A new survey has revealed that diabetes and hyperglycemia statistics are on the rise. The survey data was compiled by Dr. Catherine Cowie, a program director in the Division of Diabetes, Endocrinology, and Metabolic Diseases for 26 National Institute of Diabetes and Digestive and Kidney Diseases, together with Andy Menke, an epidemiologist and researcher at Social & Scientific Systems, a global health research company.
The study compiled diabetes and high blood sugar information from national survey data of 5,000 Americans. The most recent data on diabetes and high blood sugar in Americans dates back to 2012.
New Diabetes Data for Asian-Americans
The new data also investigated diabetes and high blood sugar in Asian-Americans and found some startling facts. The survey found approximately 20 percent of Asian-Americans had diabetes. Shockingly, more than half of that percentage had no idea they had such a serious health condition. Dr. Cowie stated, “The proportion of diabetes that’s undiagnosed is as high as 50 percent in Asian-Americans and the Hispanic population compared to about a third in whites and in blacks.”
According to the new survey, diabetes was found in 11 percent of whites, 22 percent in African-Americans, 22.6 percent in Hispanics and 20 percent in Asian-Americans. The study reveals figures that are much higher than those provided by the 2012 research, which found that approximately 12 percent of all American adults had diabetes.
Diabetes, High Blood Sugar and BMI
The study also found diabetes numbers to increase among people with a body mass index (BMI) of 30 or higher, which is the clinical marker for obesity. Type 2 diabetes is also more prevalent in the survey, since approximately 90 to 95 percent of diabetes cases are type 2, according to the American Diabetes Association.
What Can You Do To Stay Healthy?
With diabetes and high blood sugar affecting half of America, it is essential for you to take action in order to reduce your risk. The recent data compiled by diabetes experts and researchers is alarming; however, in the case of type 2 diabetes, it’s all about the personal health choices you make daily.

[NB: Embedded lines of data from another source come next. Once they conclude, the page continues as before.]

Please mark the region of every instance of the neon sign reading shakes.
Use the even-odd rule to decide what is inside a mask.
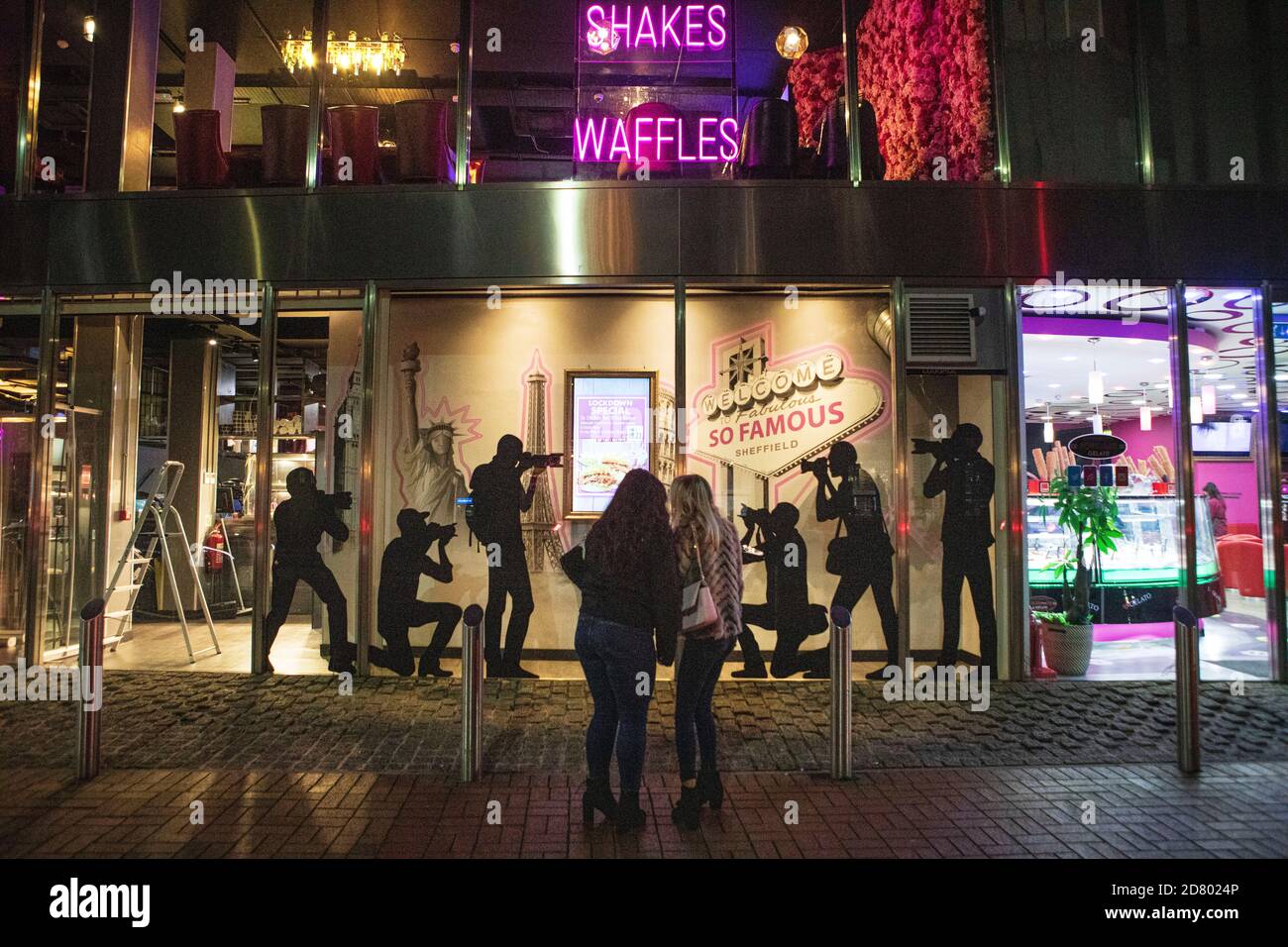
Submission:
[[[729,39],[724,4],[591,4],[586,43],[607,55],[625,49],[723,49]]]

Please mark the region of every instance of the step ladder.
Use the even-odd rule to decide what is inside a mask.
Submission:
[[[112,581],[107,586],[107,603],[111,606],[112,597],[117,591],[129,590],[130,595],[126,600],[125,608],[104,612],[104,618],[107,621],[118,622],[117,634],[107,635],[103,639],[104,644],[111,644],[112,651],[116,651],[116,646],[124,640],[126,633],[130,630],[134,622],[134,603],[139,597],[139,589],[143,588],[143,580],[147,576],[148,567],[152,564],[152,557],[156,553],[157,544],[161,544],[161,563],[165,568],[166,576],[170,580],[170,594],[174,597],[175,611],[179,612],[179,627],[183,630],[183,644],[188,649],[189,664],[196,664],[198,656],[207,653],[222,655],[223,651],[219,648],[219,638],[215,636],[215,622],[210,618],[210,608],[206,604],[206,593],[201,588],[201,576],[197,572],[197,564],[193,560],[193,548],[188,542],[188,533],[183,528],[183,517],[178,514],[171,506],[174,501],[175,491],[179,488],[179,481],[183,479],[183,464],[178,460],[167,460],[161,465],[161,470],[157,474],[156,486],[152,487],[152,492],[148,493],[147,502],[143,504],[143,510],[139,513],[138,522],[134,526],[134,533],[130,536],[129,544],[125,546],[125,553],[121,554],[121,560],[116,564],[116,572],[112,575]],[[173,519],[171,519],[171,514]],[[147,550],[139,551],[138,544],[139,539],[143,536],[144,528],[148,523],[152,523],[151,537],[147,541]],[[170,530],[170,523],[174,523],[174,531]],[[201,603],[201,613],[206,618],[206,627],[210,630],[210,647],[202,648],[198,652],[192,649],[192,639],[188,636],[188,618],[183,609],[183,598],[179,595],[179,580],[174,571],[174,557],[170,554],[170,540],[178,539],[183,541],[183,558],[188,564],[188,573],[192,577],[192,588],[197,593],[197,602]],[[122,581],[122,573],[126,573]]]

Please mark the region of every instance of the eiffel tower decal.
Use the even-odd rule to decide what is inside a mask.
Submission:
[[[523,438],[523,448],[532,454],[546,452],[546,385],[549,379],[542,374],[537,358],[533,359],[535,371],[528,375],[528,419],[527,435]],[[563,555],[563,545],[555,535],[555,526],[559,523],[555,517],[555,505],[550,499],[551,472],[546,470],[537,479],[537,492],[532,497],[532,508],[523,514],[523,550],[528,558],[528,568],[532,572],[544,572],[549,558],[553,568],[559,567],[559,557]]]

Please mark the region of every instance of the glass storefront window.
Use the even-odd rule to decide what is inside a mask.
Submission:
[[[1128,6],[998,4],[1011,180],[1140,180]]]
[[[304,186],[310,77],[286,59],[312,18],[308,0],[236,15],[162,0],[152,189]]]
[[[872,331],[889,294],[788,290],[690,287],[685,301],[681,464],[753,551],[747,629],[725,665],[750,678],[826,676],[833,604],[853,609],[869,669],[898,648],[889,334]],[[837,536],[853,554],[829,555]],[[775,573],[797,557],[808,582],[784,594]]]
[[[484,606],[491,593],[486,631],[493,673],[504,652],[509,670],[522,657],[524,670],[542,676],[581,676],[572,651],[578,594],[559,557],[585,540],[627,469],[648,464],[663,482],[675,474],[674,445],[650,437],[652,420],[668,416],[675,403],[674,325],[670,290],[492,287],[390,300],[388,352],[376,379],[388,412],[377,429],[372,557],[383,582],[381,559],[390,549],[398,554],[392,544],[404,510],[440,528],[455,526],[447,545],[451,582],[425,576],[419,598],[464,608]],[[589,435],[572,439],[583,420],[591,424],[596,398],[638,419],[620,447]],[[563,455],[562,466],[537,479],[531,509],[522,514],[516,575],[489,569],[489,553],[473,537],[460,502],[507,434],[532,454]],[[529,477],[522,475],[524,487]],[[513,555],[504,544],[496,551]],[[500,577],[489,589],[491,572]],[[435,642],[437,629],[447,634],[459,621],[448,616],[440,625],[443,613],[411,626],[417,652]],[[388,646],[379,634],[372,643]],[[438,644],[447,647],[447,639]]]
[[[27,633],[27,510],[40,374],[40,316],[0,301],[0,662],[22,653]]]
[[[1283,4],[1157,5],[1144,35],[1155,180],[1288,179],[1285,37]]]

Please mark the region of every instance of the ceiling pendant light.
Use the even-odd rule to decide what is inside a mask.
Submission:
[[[1091,371],[1087,372],[1087,402],[1091,405],[1105,403],[1105,376],[1096,370],[1096,343],[1097,336],[1087,339],[1091,343]]]
[[[1203,414],[1215,415],[1216,414],[1216,385],[1203,385],[1202,398],[1203,398]]]

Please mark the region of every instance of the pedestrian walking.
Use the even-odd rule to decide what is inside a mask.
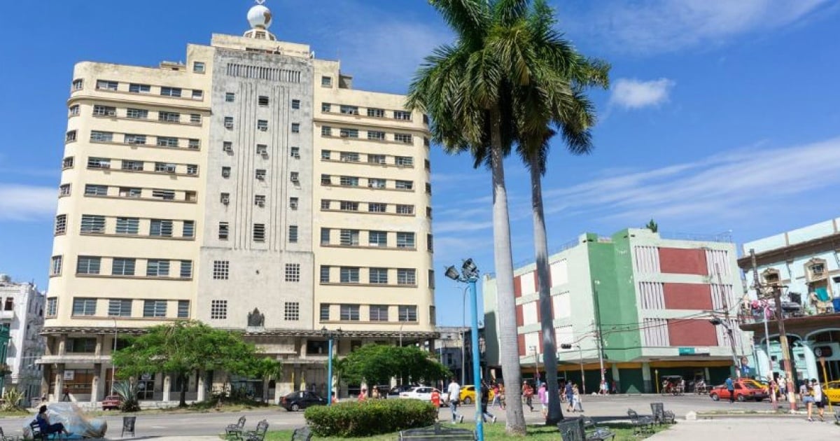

According to the Centers for Disease Control and Prevention (CDC), over 29 million people have diabetes in America, diagnosed and undiagnosed, and 86 million Americans have high blood sugar and are considered prediabetic. Diabetes is ranked seventh on the CDC’s “cause of death ranking,” killing more than 70,000 people annually according to the American Diabetes Association.
You Do Not Need to Be a Statistic
Eating healthily and exercising regularly will greatly decrease your risk for type 2 diabetes, according to the CDC. Choosing gluten-free whole grains over processed carbohydrates, limiting your sugar intake, adding more polyunsaturated fats (omega-3s) from fish, limiting red meat consumption, and quitting smoking are all exceptional ways to decrease your risk for type 2 diabetes, as outlined by Harvard’s School of Public Health. Furthemore, a healthy diet and exercise will decrease your risk for metabolic syndrome related issues, like obesity and inflammation, two key indicators associated with type 2 diabetes.
Research spanning over six years published in Diabetologia (1991), examined the effect of exercise combined with a healthy diet in relation to type 2 diabetes. The study states, “We conclude that long-term intervention in the form of diet and physical exercise is feasible even on a large scale, and that substantial metabolic improvement can be achieved which may contribute to prevent or postpone manifest diabetes.”
Are you making healthy choices to prevent type 2 diabetes and high blood sugar? In most cases of diabetes, the choice is in your hands. Diabetes and high blood sugar cases will continue to rise in America if the Western diet is not revamped and returned to more nutritious sustenance. You have the power to take diabetes and high blood sugar off your plate by putting your health and well-being first. Eating nutrient-rich foods and walking 30 minutes every day can keep you happy and healthy for decades to come.